Hatoyama Initiative: Is That All There Is?

4 November 2009

Is this it? Hope not.

When Prime Minister Hatoyama of Japan announced his “Hatoyama  Initiative” for financing developing country actions in his speech at the UN Summit in September, ECO was enthused about several of the principles laid out in his speech: “substantial, new and additional public and private financing” . . . “innovative mechanisms to be implemented in a predictable manner” . . . “an international system should be established under the auspices of the UN climate change regime.”

Naturally, ECO was looking forward to hearing more about all this.  This Monday, there was an announcement from Japanese delegation about the Hatoyama Initiative as an input to the LCA finance informal group.

Frankly, this was a disappointment and it took a day or so to sink in.  First of all, the announcement lacked the drama ECO had anticipated, and the paper was not even distributed.  After finally acquiring and reading the text of the submission, things were even more puzzling.

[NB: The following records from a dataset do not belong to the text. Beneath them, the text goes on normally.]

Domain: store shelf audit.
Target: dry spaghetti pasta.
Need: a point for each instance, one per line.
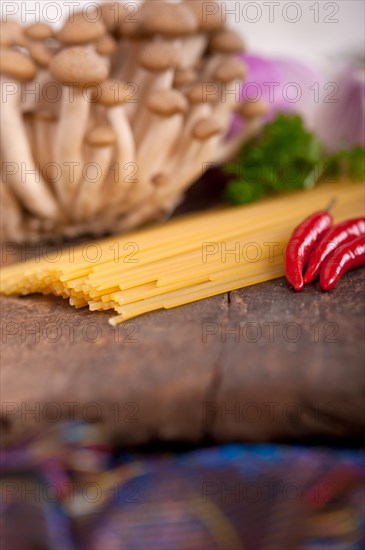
(182, 261)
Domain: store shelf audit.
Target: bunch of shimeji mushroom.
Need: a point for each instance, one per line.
(106, 122)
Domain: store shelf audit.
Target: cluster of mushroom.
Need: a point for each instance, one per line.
(106, 122)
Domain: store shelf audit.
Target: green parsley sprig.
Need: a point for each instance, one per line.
(286, 156)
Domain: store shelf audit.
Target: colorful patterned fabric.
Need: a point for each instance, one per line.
(68, 489)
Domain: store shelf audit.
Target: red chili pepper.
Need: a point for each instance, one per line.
(336, 236)
(301, 244)
(344, 258)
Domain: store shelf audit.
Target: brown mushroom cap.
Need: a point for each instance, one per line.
(252, 109)
(38, 31)
(11, 33)
(112, 13)
(16, 65)
(113, 92)
(80, 30)
(132, 26)
(231, 69)
(170, 20)
(206, 128)
(167, 103)
(209, 14)
(45, 114)
(101, 136)
(227, 42)
(40, 53)
(79, 66)
(184, 77)
(204, 92)
(159, 56)
(106, 45)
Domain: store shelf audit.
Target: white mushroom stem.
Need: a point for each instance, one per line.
(176, 182)
(44, 128)
(125, 154)
(26, 182)
(32, 92)
(193, 49)
(197, 112)
(88, 201)
(229, 149)
(230, 98)
(75, 68)
(157, 145)
(68, 140)
(11, 215)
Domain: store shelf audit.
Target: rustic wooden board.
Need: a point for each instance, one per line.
(261, 363)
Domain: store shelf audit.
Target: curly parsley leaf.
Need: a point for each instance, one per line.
(286, 156)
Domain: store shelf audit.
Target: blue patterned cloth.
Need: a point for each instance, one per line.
(70, 489)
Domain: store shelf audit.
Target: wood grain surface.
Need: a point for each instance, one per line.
(263, 363)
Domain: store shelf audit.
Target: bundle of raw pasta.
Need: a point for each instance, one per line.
(108, 121)
(183, 260)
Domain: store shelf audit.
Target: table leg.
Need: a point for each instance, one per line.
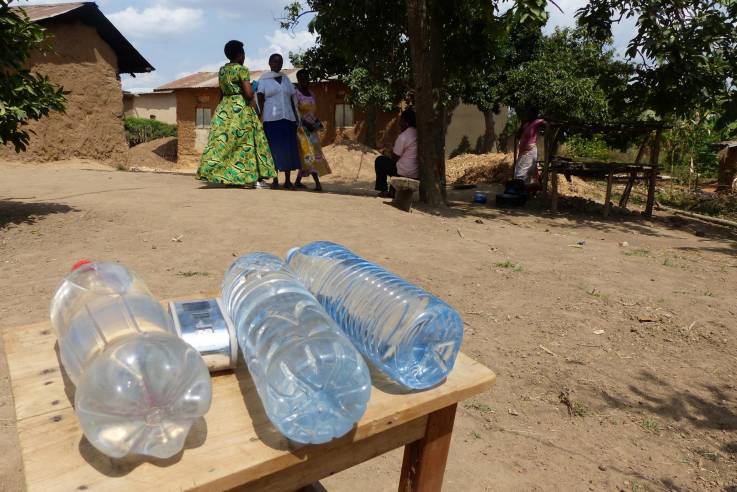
(651, 191)
(628, 190)
(424, 460)
(608, 198)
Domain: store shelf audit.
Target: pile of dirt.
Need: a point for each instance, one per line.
(351, 160)
(479, 169)
(159, 154)
(91, 127)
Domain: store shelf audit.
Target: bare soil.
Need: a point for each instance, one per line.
(613, 340)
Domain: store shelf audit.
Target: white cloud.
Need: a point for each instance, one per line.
(238, 10)
(280, 42)
(284, 42)
(156, 22)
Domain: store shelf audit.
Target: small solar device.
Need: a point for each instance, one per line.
(205, 326)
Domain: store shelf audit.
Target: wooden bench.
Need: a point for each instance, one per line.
(405, 190)
(234, 445)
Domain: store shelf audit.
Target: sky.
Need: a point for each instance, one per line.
(180, 37)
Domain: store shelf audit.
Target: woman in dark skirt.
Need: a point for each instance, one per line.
(276, 98)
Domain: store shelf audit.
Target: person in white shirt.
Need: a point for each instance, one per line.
(276, 99)
(403, 161)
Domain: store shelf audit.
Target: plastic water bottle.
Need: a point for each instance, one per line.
(139, 387)
(408, 333)
(313, 383)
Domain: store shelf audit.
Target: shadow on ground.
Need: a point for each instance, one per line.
(17, 212)
(706, 407)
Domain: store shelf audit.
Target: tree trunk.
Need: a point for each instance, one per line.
(489, 132)
(369, 137)
(425, 47)
(727, 169)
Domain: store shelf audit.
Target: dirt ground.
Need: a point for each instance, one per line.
(616, 363)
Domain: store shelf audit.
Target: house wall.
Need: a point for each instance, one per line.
(163, 106)
(190, 139)
(465, 130)
(92, 127)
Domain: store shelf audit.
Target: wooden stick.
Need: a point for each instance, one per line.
(550, 152)
(608, 198)
(424, 460)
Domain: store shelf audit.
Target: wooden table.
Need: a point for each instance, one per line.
(607, 170)
(234, 445)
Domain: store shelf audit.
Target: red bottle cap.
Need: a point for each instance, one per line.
(80, 264)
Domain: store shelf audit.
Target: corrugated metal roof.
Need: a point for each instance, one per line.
(129, 59)
(209, 80)
(40, 12)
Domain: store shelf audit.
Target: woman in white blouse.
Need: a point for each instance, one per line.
(276, 98)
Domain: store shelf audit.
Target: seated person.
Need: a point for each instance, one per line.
(403, 161)
(525, 168)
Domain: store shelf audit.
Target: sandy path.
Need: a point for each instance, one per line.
(657, 388)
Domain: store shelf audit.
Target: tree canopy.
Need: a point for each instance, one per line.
(569, 76)
(24, 95)
(684, 52)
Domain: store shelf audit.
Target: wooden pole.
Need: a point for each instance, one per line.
(551, 148)
(554, 197)
(654, 158)
(424, 460)
(608, 198)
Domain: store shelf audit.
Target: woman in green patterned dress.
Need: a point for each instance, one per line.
(237, 151)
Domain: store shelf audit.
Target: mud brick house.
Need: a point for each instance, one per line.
(87, 58)
(198, 95)
(159, 106)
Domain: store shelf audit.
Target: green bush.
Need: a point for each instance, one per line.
(140, 130)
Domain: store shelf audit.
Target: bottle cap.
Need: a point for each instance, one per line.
(80, 264)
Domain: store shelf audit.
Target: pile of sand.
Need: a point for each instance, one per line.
(91, 127)
(159, 154)
(479, 169)
(351, 160)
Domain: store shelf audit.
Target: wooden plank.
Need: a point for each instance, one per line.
(608, 196)
(424, 460)
(328, 460)
(234, 444)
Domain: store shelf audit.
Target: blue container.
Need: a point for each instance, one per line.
(480, 197)
(313, 383)
(408, 333)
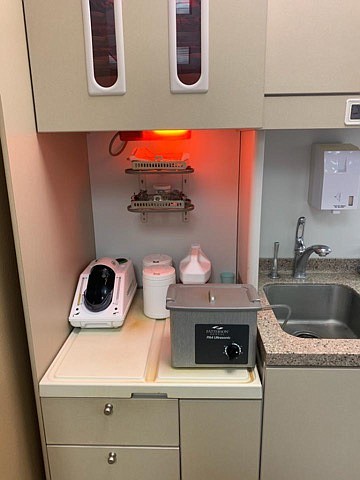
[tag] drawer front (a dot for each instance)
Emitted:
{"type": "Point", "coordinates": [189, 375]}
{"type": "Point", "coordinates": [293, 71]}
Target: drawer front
{"type": "Point", "coordinates": [98, 421]}
{"type": "Point", "coordinates": [113, 463]}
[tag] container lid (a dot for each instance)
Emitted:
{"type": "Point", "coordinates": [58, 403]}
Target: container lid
{"type": "Point", "coordinates": [213, 296]}
{"type": "Point", "coordinates": [156, 259]}
{"type": "Point", "coordinates": [158, 272]}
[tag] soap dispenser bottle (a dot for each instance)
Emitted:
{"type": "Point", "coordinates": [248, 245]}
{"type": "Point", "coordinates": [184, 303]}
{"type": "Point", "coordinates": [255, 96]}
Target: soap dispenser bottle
{"type": "Point", "coordinates": [195, 268]}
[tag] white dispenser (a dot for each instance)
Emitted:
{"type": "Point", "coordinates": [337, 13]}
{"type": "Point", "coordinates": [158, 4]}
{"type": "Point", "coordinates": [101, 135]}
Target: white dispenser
{"type": "Point", "coordinates": [156, 280]}
{"type": "Point", "coordinates": [334, 177]}
{"type": "Point", "coordinates": [195, 267]}
{"type": "Point", "coordinates": [156, 260]}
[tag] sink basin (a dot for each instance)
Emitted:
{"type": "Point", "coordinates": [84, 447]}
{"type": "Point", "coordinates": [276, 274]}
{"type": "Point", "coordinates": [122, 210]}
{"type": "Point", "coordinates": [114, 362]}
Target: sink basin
{"type": "Point", "coordinates": [317, 311]}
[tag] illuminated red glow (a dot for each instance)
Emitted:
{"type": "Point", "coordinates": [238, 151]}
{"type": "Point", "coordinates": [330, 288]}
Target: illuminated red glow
{"type": "Point", "coordinates": [147, 135]}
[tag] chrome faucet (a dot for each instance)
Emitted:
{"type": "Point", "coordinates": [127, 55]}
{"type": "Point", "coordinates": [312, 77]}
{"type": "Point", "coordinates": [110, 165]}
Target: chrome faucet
{"type": "Point", "coordinates": [301, 253]}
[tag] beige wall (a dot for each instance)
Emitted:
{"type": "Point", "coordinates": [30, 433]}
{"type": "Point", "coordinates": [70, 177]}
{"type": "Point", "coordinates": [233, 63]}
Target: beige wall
{"type": "Point", "coordinates": [50, 205]}
{"type": "Point", "coordinates": [20, 452]}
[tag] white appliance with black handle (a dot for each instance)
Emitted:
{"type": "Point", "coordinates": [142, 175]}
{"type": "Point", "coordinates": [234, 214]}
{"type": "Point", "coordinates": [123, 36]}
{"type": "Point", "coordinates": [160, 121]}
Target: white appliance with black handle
{"type": "Point", "coordinates": [104, 293]}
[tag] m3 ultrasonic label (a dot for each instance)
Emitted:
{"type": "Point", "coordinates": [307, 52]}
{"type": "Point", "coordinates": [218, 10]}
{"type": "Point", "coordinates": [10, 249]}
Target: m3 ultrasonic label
{"type": "Point", "coordinates": [221, 344]}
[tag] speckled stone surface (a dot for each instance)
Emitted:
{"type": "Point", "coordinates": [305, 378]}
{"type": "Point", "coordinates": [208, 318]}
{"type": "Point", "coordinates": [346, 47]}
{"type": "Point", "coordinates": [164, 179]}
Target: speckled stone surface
{"type": "Point", "coordinates": [278, 348]}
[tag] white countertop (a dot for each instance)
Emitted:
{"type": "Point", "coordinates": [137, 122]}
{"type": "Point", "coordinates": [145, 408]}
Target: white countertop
{"type": "Point", "coordinates": [135, 359]}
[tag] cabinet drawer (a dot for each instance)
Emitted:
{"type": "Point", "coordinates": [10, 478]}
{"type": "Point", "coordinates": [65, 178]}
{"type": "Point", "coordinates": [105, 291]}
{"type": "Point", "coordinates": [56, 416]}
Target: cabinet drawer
{"type": "Point", "coordinates": [110, 463]}
{"type": "Point", "coordinates": [98, 421]}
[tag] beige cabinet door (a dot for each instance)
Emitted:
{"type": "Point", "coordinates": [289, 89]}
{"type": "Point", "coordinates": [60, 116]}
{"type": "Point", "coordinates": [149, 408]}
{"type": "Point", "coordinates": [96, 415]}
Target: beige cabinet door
{"type": "Point", "coordinates": [237, 31]}
{"type": "Point", "coordinates": [220, 439]}
{"type": "Point", "coordinates": [311, 424]}
{"type": "Point", "coordinates": [313, 47]}
{"type": "Point", "coordinates": [113, 463]}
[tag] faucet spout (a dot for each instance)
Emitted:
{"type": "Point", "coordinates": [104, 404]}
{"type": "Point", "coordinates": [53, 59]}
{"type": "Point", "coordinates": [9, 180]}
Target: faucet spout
{"type": "Point", "coordinates": [301, 253]}
{"type": "Point", "coordinates": [301, 259]}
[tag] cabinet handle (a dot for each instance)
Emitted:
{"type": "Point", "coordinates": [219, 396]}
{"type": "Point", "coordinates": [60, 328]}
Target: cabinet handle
{"type": "Point", "coordinates": [181, 54]}
{"type": "Point", "coordinates": [108, 409]}
{"type": "Point", "coordinates": [112, 458]}
{"type": "Point", "coordinates": [95, 87]}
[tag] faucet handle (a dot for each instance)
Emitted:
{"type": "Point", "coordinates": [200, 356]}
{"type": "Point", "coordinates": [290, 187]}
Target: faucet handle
{"type": "Point", "coordinates": [299, 235]}
{"type": "Point", "coordinates": [274, 269]}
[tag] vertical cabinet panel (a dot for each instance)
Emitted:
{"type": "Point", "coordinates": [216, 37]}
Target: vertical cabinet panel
{"type": "Point", "coordinates": [220, 439]}
{"type": "Point", "coordinates": [232, 98]}
{"type": "Point", "coordinates": [313, 47]}
{"type": "Point", "coordinates": [311, 424]}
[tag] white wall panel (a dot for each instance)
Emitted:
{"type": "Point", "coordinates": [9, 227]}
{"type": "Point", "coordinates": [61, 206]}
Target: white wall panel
{"type": "Point", "coordinates": [285, 192]}
{"type": "Point", "coordinates": [213, 188]}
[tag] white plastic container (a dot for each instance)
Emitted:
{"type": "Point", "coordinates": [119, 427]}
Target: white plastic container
{"type": "Point", "coordinates": [156, 280]}
{"type": "Point", "coordinates": [157, 259]}
{"type": "Point", "coordinates": [195, 268]}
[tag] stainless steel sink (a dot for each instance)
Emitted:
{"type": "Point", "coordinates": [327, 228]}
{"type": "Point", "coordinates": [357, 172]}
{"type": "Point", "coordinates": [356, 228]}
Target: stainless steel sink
{"type": "Point", "coordinates": [316, 311]}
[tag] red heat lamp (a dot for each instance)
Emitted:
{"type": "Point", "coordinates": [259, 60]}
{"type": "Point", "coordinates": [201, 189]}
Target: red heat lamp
{"type": "Point", "coordinates": [147, 135]}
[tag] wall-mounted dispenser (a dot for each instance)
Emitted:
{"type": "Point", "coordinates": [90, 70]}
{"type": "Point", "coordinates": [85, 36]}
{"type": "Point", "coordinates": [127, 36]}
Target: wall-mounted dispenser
{"type": "Point", "coordinates": [334, 177]}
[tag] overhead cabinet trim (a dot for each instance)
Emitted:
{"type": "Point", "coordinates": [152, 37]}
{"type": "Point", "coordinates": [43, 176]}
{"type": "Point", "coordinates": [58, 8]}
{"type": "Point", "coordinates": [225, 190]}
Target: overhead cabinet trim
{"type": "Point", "coordinates": [93, 39]}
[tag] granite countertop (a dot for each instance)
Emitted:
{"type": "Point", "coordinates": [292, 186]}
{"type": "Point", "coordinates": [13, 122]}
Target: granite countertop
{"type": "Point", "coordinates": [278, 348]}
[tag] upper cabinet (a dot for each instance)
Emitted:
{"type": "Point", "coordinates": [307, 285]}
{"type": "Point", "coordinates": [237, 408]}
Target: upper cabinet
{"type": "Point", "coordinates": [312, 67]}
{"type": "Point", "coordinates": [142, 65]}
{"type": "Point", "coordinates": [313, 47]}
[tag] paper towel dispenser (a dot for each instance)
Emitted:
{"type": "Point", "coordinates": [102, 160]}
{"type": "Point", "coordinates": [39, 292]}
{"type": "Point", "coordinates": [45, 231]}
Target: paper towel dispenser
{"type": "Point", "coordinates": [334, 177]}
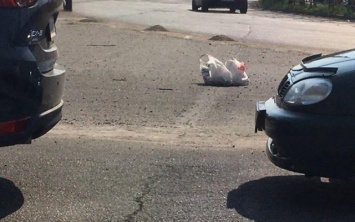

Japan’s proposal suggests establishing three funds and a ‘dating agency.’  So far, so good.  But it does not address many of the crucial issues about financing, and it almost looks like they got hold of the US proposal and copied their homework from that.

For example, the proposal does not address the scale of the funds required, and so it falls short of the principle of “substantial, new and additional.” It has a mixture of voluntary pledges and a levy on an offsetting mechanism – but relying on pledges is against the spirit of Bali.  Finally, Climate Change Funds and Green Enabling Environment Funds seem to be managed by existing institutions like the World Bank and GEF with guidance of COP.  But is this what “under the auspices of the UN climate change regime” means?

The government of Japan is said to be developing the proposal further.  And so, ever helpful and practical, ECO has one suggestion: let’s come back to principles and rebuild this initiative from scratch. After all, Japan still has time to come up with a clearer, stronger proposal for Copenhagen.